During the organizational meeting of the Senate committee on trade, commerce, and entrepreneurship, Pascual said that concurrence to RCEP is one of the considerations of foreign investors.

“It is very important, I would like to emphasize that the RCEP be ratified or be confirmed by the Senate because we’ve always been asked by prospective investors, by foreign chambers about how soon they’ll see the ratification of RCEP,” he said.

“The companies in their respective jurisdictions are asking them before they consider investments in the Philippines,” he added.

Pascual issued the remark in response to Senator Pia Cayetano’s query on whether the DTI is considering tax-free importation of certain industry clusters such as health-related enterprises that produce medical equipment in the country.

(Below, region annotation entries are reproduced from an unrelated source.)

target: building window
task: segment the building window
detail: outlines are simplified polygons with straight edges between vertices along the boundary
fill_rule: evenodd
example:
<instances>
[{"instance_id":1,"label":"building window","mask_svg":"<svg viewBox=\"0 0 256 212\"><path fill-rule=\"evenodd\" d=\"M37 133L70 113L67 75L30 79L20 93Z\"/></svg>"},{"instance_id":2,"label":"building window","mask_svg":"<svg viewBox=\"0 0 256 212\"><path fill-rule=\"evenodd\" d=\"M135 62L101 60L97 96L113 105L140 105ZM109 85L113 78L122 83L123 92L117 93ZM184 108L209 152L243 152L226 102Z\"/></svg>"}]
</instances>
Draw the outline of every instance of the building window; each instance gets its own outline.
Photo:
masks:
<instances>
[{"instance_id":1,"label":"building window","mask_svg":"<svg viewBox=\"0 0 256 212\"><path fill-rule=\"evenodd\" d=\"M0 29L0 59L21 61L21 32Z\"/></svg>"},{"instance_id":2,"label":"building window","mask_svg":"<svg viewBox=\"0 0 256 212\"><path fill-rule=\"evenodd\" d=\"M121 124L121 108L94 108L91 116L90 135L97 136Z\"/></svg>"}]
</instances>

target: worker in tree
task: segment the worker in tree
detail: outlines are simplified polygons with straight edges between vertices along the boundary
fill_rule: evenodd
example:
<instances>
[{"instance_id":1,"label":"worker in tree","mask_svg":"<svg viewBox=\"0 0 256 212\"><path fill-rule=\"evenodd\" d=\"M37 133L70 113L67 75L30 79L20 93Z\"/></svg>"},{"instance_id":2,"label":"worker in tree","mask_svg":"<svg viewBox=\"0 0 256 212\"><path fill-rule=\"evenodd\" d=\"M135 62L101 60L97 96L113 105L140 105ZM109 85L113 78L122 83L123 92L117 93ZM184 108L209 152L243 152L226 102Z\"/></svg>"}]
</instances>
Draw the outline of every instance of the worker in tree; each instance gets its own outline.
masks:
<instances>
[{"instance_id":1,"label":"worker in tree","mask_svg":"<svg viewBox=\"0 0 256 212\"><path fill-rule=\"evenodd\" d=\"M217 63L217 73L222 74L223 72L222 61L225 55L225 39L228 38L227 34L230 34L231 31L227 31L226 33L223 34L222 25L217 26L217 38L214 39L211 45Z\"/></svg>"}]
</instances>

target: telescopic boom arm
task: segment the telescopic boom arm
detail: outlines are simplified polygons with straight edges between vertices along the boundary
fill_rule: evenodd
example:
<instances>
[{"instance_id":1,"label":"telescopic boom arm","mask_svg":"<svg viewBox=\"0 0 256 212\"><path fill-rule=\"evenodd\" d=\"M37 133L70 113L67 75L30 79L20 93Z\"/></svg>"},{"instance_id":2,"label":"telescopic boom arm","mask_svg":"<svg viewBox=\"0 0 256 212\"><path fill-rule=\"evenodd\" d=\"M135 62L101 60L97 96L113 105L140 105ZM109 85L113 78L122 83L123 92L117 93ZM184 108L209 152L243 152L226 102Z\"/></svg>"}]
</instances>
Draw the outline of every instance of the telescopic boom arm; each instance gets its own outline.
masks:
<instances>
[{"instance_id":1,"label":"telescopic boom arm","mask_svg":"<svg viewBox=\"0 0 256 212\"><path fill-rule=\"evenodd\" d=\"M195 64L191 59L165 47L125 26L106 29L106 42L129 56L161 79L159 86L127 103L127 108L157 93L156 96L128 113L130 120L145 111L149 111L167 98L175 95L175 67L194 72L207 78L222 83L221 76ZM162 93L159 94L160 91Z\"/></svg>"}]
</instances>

He said the DTI welcomes any move to facilitate the establishment of enterprises from industry clusters, saying that investors will most likely come from abroad.

This, he said, is where the RCEP ratification will be a factor.

Cayetano also recalled that the legislative measure on the ratification of the trade agreement had been introduced in the previous Congress.

“I’m not sure if this is the committee on trade or the committee of foreign affairs that handles it but we are always happy to learn more. I recall that we are not able to pass it in the last Congress because there were a lot of concerns from different senators,” the senator said.

President Ferdinand “Bongbong” Marcos Jr. earlier said he has no issue about the Philippines joining the RCEP, only that the agriculture sector should first be strong enough to compete with other countries.

Marcos is the concurrent secretary of the Department of Agriculture, a line agency whose stakeholders fear of getting adversely affected by the free trade agreement.

The RCEP is a trade accord that involves the 10-member ASEAN along with China, India, Japan, South Korea, Australia, and New Zealand.

This was approved by the Palace in September last year and brought to the Senate for concurrence. However, the 18th Congress Senate was not able to act on it before its adjournment.

Treaties or international agreements entered into by the government require Senate concurrence.